Emphasize work-life balance. Since there are already so many amenities available at hotels for the guests, consider offering them to your employees as well during their off time. A discount for spa treatments or use of the on-site fitness facilities. Or perhaps offering help with childcare, and building a culture that emphasizes taking vacation time to decompress.
Promote from within. Employees are more motivated to go the extra mile when they see future potential in their career path. It significantly improves attitudes when they see talent rewarded from within. An example is the Lead@Hilton program, their leadership development framework that builds their team members up at every level in their career to help them reach their full potential.
Consider incentives. Build some incentives into achieving company goals. Be sure to solicit ideas for the types of incentives that are meaningful to your employees and put them into place when certain milestones are reached. Make it fun to meet challenges and reach for excellence.
Do some team-building.No, not the old “fall-back and trust” activities we all dreaded in the past. Make it interesting. Ask for ideas from the team and get outside the building from time to time to share a meal, a contest, a walk, or a trivia challenge. According to 2017 research of hospitality employees in the Netherlands, they preferred team building activities that did not relate to skill-building, or work-related activities, such as celebrating birthdays.

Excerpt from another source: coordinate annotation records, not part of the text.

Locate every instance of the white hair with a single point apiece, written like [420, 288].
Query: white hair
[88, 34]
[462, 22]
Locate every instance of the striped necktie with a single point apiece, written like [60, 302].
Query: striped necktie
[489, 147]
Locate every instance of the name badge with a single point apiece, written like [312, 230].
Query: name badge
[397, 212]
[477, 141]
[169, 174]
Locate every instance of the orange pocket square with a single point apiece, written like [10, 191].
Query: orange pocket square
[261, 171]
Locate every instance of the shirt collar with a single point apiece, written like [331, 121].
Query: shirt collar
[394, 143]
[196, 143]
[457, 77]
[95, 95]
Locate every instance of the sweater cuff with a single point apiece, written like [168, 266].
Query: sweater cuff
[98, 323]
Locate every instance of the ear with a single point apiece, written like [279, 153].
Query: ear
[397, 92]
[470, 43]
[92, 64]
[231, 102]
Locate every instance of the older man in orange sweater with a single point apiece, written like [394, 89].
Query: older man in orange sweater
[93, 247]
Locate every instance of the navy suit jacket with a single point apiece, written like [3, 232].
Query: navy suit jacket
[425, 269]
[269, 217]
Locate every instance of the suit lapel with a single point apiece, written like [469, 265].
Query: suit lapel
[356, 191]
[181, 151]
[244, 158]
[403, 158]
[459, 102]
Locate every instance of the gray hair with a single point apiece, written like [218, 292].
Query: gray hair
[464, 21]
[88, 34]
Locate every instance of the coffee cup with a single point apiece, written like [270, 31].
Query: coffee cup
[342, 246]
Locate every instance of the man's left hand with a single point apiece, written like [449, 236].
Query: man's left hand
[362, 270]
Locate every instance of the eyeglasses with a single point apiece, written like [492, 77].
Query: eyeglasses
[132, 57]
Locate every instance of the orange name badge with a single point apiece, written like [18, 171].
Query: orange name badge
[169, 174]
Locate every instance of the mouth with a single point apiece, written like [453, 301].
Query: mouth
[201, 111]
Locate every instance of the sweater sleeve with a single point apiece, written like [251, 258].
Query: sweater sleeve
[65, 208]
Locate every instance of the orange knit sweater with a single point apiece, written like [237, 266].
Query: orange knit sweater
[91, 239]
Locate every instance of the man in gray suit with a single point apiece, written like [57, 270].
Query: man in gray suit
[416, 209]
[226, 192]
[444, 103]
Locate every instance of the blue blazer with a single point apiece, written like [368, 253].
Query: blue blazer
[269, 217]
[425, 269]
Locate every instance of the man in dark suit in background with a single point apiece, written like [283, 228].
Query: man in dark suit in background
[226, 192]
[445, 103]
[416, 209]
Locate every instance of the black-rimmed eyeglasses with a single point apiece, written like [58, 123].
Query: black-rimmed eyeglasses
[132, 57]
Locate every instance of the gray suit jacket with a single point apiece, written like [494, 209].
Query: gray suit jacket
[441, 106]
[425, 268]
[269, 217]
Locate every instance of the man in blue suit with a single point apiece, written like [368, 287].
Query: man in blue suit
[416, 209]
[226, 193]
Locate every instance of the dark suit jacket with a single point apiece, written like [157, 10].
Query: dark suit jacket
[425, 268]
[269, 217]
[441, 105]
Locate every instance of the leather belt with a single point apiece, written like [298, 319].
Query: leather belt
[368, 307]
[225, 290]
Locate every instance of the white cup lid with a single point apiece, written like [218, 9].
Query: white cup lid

Offer growth opportunities. Boost morale by giving employees a chance to earn a trip to a conference or paid tuition for a class… anything that will improve their professional skills. Companies could even partner with an organization such as the National Society of Minorities in Hospitality, to give their team members opportunities to connect with other professionals of similar backgrounds and interests.
Get employee feedback. Show your employees you value their opinions and that you’re listening. Creating internal surveys for employees to anonymously tell you what you could improve on, or what you are doing well gives them the opportunity to have a say in their own workplace. Many hotels and restaurants take the time to send out surveys or ask for reviews from customers, so why not give the people who come to work every day do the same?
Communicate often. Share positive accomplishments such as a great customer review or the opening of a new service or location. Be sure to check in with your employees on a personal level by asking about any challenges they’re facing, how they’re feeling about their work and team and how their family is doing. From there, you can collaborate on a plan to learn a new skill that could make tasks easier, or give them new responsibilities to help them prepare for a promotion.
Train your managers. Make sure all managers are trained in emotional intelligence, communication, giving feedback and recognition as well as different leadership styles, and diversity and inclusion. Managers can directly improve employee turnover rate by creating a more welcoming and communicative work environment.
Above all, remember it’s up to you, as the manager, to make team morale a priority. Be consistent and strategic and don’t forget to enjoy each other. Create a space where everyone feels confident and motivated to perform at their very best.